In Indonesia, the foundation has collaborated with the Pijar Foundation. We are working very closely with the World Food Program (WFP). We are also working with the academic institution LPM (Community Service Institution) to strengthen school nutrition programs, addressing malnutrition while linking small farmers to reliable markets. “When children eat better, they learn better − and when farmers sell better, they live better,” Khanna notes.

Health beyond hospitals

Khanna’s portfolio also includes community health initiatives, particularly in post-pandemic recovery efforts. Across Southeast Asia, Rockefeller Foundation has supported data-driven health systems, public health preparedness, and community outreach − areas where Indonesia’s vast and diverse population poses both challenges and opportunities.

“Health is not just about hospitals,” she emphasizes. “It’s about trust. Once a trust is built, then you are able to do what needs to be done.”

Climate crisis

Khanna sees the climate crisis not as an environmental issue, but as a human one. Coal, fossil, economic development, there's no compromise. All countries need to be growing.

“And now, because you're at a different stage where you've grown and you've used coal and fossil fuel, I understand that argument. But what is happening to air pollution? What is happening to the children right now? Of you and me, of everybody, right? The more we're going to be burning coal and fossil fuel, the more we're going to be damaging air pollution, all the disease patterns. We know it,” she says.

Her team works with governments and communities across Asia to develop resilience projects − from early warning systems to regenerative agriculture practices. In Indonesia, she points to coastal areas like Java and Sumatra, where livelihoods are under constant threat from rising sea levels.

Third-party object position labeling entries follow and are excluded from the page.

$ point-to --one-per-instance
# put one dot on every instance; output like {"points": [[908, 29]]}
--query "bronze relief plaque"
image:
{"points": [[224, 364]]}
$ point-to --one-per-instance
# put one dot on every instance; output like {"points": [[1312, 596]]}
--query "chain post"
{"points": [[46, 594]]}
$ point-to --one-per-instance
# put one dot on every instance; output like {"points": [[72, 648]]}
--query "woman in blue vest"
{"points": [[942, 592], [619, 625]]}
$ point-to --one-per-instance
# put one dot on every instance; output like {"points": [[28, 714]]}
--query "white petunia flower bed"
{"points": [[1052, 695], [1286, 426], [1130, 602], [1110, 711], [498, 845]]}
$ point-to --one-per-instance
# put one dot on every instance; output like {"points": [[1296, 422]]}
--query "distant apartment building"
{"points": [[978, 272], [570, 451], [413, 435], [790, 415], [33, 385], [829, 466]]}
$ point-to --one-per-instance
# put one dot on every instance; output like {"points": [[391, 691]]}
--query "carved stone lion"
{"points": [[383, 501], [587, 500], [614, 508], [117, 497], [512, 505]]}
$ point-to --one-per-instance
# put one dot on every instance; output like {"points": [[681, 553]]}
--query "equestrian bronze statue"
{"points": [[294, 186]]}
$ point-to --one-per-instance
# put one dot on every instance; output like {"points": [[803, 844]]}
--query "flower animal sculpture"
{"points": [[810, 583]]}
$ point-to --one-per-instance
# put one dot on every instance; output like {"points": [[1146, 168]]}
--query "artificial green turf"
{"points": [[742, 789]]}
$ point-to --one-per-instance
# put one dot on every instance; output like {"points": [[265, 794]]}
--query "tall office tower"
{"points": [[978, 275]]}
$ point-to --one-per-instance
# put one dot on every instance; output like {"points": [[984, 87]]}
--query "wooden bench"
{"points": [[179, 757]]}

“The challenge,” she says, “isn’t just about adaptation − it’s about justice.”

Indonesia’s role

In her view, Indonesia stands at a crossroads. With its young population, strategic location, and growing influence in ASEAN, it can shape how Asia approaches energy, food, and digital transformation. But she cautions against repeating the mistakes of a few other countries in the region.region’s old mistakes.

“Indonesia has the resources and the leadership potential,” Khanna says. “But the real question is whether growth can be inclusive − whether it can lift those who’ve been left behind.”

She praises the country’s efforts to promote digital inclusion, noting that technology can help improve public services, education, and healthcare − but only if data and access are managed equitably. “Digital progress means nothing if it widens the gap between the connected and the disconnected,” she adds.

Risk of “playing it safe”

Asked what distinguishes philanthropy from other sectors, Khanna doesn’t hesitate. “Philanthropy exists to take the first risk. If we only fund what’s safe, we’re not changing anything.”

She believes the sector must dare to invest in ideas that don’t fit the usual mold − projects that governments or investors might deem too uncertain. “Real transformation doesn’t come from comfort zones,” she says.

After years of traveling across Asia, Khanna has distilled her approach into one word: trust. “People open up when they know you’re not there to preach,” she says. “Once trust is built, progress follows.”

Her message for Indonesia − and the wider region − is simple but pointed: “Development isn’t about how much you can scale. It’s about how much you can listen.”